Me acuerdo de ti de ahora en adelante. Ardes en mis ojos en el sitio del amor, allí, donde a cada rato, te nombro. Allí todo comienza. Vienes a mí cuando en medio de los caminos duermo con la noche por delante; hecha de esa oscuridad que nos pasa por encima. Sostiene vivo el miedo. Con un alma semejante hecha de hierba en unos campos fugitivos, acusados, solitarios.

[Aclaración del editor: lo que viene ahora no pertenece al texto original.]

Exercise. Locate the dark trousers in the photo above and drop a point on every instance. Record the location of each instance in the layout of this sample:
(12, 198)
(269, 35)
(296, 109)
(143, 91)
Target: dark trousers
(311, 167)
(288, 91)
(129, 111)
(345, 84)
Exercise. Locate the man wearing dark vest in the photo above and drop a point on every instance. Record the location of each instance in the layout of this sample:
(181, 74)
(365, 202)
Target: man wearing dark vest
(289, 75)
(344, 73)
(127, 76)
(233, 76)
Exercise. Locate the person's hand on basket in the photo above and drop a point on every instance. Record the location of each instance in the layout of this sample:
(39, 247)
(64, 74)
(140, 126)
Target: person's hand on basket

¡Y cuántos ideales convertidos en papel! ¡Cuántos desnudos equívocos a la intemperie de los cuerpos errantes! Éramos los miembros de la pena, los llantos sin acabar, el nunca vimos la vida concreta con buenos ojos. Pero ahora eres tú mi ideal verdad cruda, la mirada de mis manos, el nunca vives huyendo. Eres tú quien enciendes el vuelo de las aves. Barres las sombras. Ahora a la luz semejante. Hecha del vuelo de los días. Me sacias y perdonas. Me ofreces la dulzura de la vida. Me haces voz del aire, fuente y energía de la vida.
Ahora que te recuerdo existe. Y fuiste mi guía, mi agua, mi tierra. Gracias a ti ando. Ando sin nudos en los oídos, ni en el alma. Ya no alejado ni de espaldas ni polvo solitario. Fuiste tú quien me rejuveneciste mis ideales, allí perdidos en la intemperie, en la errante oscura soledad. Ya me desnudas de las fornidas corazas, de las férreas penas, de los pasos del dolor. Ya acabaste el llanto que me acababa, terrestre y lacerante. Ya te volviste, por ahora, la fuente de mi mirada.

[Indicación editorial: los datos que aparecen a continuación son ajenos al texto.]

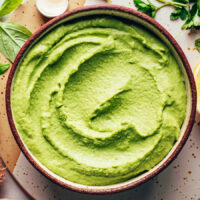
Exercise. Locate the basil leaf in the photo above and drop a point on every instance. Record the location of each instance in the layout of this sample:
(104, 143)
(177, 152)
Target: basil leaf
(3, 67)
(8, 6)
(147, 8)
(12, 38)
(175, 14)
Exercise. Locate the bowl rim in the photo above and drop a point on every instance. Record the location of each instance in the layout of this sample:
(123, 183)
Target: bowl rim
(133, 183)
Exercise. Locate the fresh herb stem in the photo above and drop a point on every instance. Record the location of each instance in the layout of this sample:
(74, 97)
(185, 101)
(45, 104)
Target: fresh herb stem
(172, 3)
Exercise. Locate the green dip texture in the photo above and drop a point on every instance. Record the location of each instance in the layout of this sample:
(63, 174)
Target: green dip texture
(98, 101)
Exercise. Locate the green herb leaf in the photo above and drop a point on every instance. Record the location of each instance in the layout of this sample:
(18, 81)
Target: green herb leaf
(197, 44)
(12, 38)
(193, 20)
(147, 8)
(3, 67)
(8, 6)
(181, 1)
(179, 13)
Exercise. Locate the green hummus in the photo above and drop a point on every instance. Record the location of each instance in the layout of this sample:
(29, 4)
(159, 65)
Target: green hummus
(98, 101)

Nos bañábamos en tu lengua. En esa parte de tu cuerpo del frescor que del baño no se enfada. Nebulosa boca. Cisne de los cantos. Fluidez sobre el agua. Silencioso dios del río, del lago; rodeado del feroz silencio (Gran negación). Allí perdimos lo que se quería, abandonados, a salvo en el llanto. Ahora llora el deslizar sobre la cristalina superficie entre los nudos de las plantas acuáticas.

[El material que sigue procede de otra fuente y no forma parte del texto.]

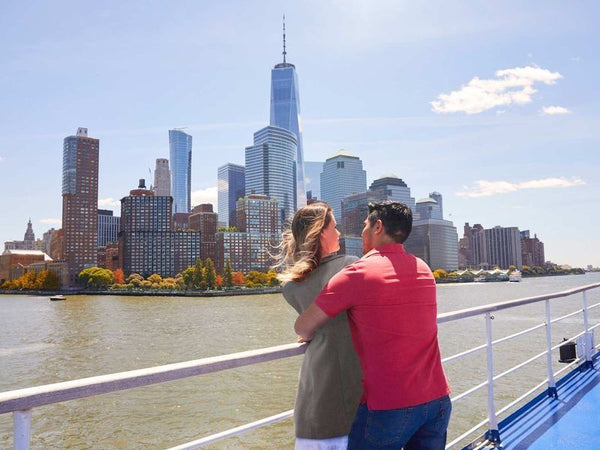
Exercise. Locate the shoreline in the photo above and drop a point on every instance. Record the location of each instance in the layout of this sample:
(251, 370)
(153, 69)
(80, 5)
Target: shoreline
(152, 293)
(455, 280)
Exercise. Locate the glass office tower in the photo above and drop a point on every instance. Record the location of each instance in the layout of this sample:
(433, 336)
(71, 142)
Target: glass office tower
(180, 152)
(342, 176)
(231, 186)
(271, 168)
(285, 113)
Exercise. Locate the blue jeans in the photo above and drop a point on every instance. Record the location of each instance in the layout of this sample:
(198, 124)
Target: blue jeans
(420, 427)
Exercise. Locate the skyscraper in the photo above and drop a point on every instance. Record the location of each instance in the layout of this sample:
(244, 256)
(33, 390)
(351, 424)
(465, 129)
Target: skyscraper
(342, 176)
(80, 201)
(231, 186)
(285, 113)
(486, 248)
(180, 151)
(312, 177)
(162, 178)
(108, 227)
(147, 241)
(355, 207)
(394, 189)
(433, 239)
(204, 220)
(271, 168)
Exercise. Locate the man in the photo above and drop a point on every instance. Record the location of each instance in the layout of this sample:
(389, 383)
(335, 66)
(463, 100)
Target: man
(390, 297)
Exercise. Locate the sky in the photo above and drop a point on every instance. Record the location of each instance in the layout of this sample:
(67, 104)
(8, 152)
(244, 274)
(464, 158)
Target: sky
(493, 104)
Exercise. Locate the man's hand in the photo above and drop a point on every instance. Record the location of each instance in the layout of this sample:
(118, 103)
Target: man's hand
(308, 322)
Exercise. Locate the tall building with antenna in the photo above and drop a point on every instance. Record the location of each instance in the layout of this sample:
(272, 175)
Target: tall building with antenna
(80, 202)
(162, 178)
(285, 112)
(180, 155)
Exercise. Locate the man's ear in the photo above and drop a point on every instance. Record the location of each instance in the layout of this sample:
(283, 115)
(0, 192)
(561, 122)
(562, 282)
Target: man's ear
(378, 226)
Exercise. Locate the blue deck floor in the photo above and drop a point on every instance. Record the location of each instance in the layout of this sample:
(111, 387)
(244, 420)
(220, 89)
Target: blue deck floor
(570, 422)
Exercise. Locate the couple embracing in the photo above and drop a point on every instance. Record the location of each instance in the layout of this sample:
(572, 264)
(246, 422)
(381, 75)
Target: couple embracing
(372, 375)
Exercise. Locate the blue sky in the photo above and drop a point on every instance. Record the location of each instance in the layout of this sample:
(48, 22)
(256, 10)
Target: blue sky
(493, 104)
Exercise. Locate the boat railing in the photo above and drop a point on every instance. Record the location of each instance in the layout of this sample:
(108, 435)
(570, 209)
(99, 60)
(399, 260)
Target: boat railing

No conocíamos la historia de los pasos. Ni a veces, ni no a veces. Ni cuantas se pusieron de rodillas ante la miseria de la culpa. Se pusieron de rodillas aunque no quedaron rastros en lábil recuerdo. Actos repetidos, ya sabes, de la historia. Todo nos enseñaba el fin de la vida, de la felicidad de estar bajo el radiante sol, del bienestar de nuestro maravillado cuerpo. Pero tú me enseñas. Despliegas las campañas de tu lengua. Me pregonas el frescor de existir. Me despueblas las arañas del resistente invisible temor que cubre la noche del espacio.